Numbers matter, he argued, and bringing vision in line with fiscal reality would be the challenge faced by the new council. But councillors are merely our representatives, right? And so it falls to us — how much are we willing to spend?

City government spending in Toronto is reasonable. It hasn’t changed much per capita, adjusted for inflation, since 2010. A number of services, such as waste and water, are designed to pay for themselves, while others are tied to property tax revenues, but they haven’t grown much in recent years. Land transfer tax revenues are strong, but the money has been used to hold down taxes.

Maintain existing services? Perhaps even drop some? Or raise the funds to pay for some of council’s ambitious plans? Politicians seeking election don’t want to raise taxes, and we hate the idea of pay-to-play tolls.

Toronto view from the island

We don’t want to pay more to ride the TTC, or to own our already outrageously priced homes. The province and the federal government certainly aren’t going to pay for it all. How bad do we want what we want? Would you be okay with a tax increase to make Seaton House more humane? Would you pay a toll to drive downtown, even temporarily, to raise ad hoc funds for a program you believe in?

We may be long on plans but we’re short on innovation. To create the world-class city of the future we think Toronto can be, we need to step away from traditional ways of raising funds and look at new models, and new ways to attract investment.

Maybe we need to borrow against future revenues on specific projects to get them built, although I’m a little afraid that fiscal mismanagement may mean the debt is never paid and the eventual revenues squandered.

Attracting investment means a bigger tax base, but our housing situation makes encouraging further population growth a scary prospect. In New York City a few years ago, they funded a subway expansion to the island’s least developed area with a tax incremental financing (TIF) structure that meant opening up the project to investors, although the TIF project didn’t create enough revenue to pay them back. Infrastructure projects that rely on investments can be tricky — they’re run by bureaucrats, after all.

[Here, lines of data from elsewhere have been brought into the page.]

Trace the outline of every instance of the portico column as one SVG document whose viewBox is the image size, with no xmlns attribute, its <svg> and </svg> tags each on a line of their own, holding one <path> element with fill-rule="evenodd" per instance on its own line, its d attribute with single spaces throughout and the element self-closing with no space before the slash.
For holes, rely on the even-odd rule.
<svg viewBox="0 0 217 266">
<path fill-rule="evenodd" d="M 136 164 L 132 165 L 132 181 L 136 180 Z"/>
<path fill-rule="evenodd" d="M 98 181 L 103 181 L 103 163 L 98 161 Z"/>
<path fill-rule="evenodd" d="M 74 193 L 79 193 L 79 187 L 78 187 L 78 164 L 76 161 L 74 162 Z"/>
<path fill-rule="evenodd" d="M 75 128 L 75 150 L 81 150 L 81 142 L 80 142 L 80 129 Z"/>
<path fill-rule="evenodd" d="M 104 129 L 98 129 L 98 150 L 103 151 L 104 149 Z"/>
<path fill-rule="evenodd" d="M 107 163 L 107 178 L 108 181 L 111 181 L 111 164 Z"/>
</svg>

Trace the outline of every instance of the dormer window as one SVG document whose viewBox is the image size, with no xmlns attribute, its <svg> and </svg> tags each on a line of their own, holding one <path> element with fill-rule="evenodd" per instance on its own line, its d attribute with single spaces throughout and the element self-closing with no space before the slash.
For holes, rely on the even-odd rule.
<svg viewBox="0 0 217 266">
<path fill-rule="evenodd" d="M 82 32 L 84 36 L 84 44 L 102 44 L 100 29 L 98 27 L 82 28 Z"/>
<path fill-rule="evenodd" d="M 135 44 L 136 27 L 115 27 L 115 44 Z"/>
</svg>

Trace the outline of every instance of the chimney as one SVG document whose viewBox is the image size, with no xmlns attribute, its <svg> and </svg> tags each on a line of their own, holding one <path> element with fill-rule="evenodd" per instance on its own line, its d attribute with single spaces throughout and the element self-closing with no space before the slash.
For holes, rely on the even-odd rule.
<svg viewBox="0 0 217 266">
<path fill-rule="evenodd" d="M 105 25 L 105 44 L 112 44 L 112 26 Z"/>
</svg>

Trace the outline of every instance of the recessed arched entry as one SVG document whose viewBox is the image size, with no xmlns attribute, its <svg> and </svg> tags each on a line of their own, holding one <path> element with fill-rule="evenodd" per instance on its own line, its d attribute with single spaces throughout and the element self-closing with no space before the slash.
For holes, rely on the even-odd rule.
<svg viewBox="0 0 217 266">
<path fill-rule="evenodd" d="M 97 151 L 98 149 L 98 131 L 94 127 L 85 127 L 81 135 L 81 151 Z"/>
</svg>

In Tel Aviv in 2011, they set up a toll structure on a busy highway that meant drivers who wanted to avoid the congestion could pay to drive in a new fast lane; the fee structure changed based on congestion, so as demand increased, so did the price. It meant the installation of video cameras and sensors to measure traffic volume, and would require additional costs for enforcements. They waived the toll for vehicles with three or more occupants in an effort to encourage car-pooling too. Are we game for something similar here?

We don’t lack for options, and in many cases we don’t lack for vision. We lack funds. So the big question for residents is, what’s it worth to you?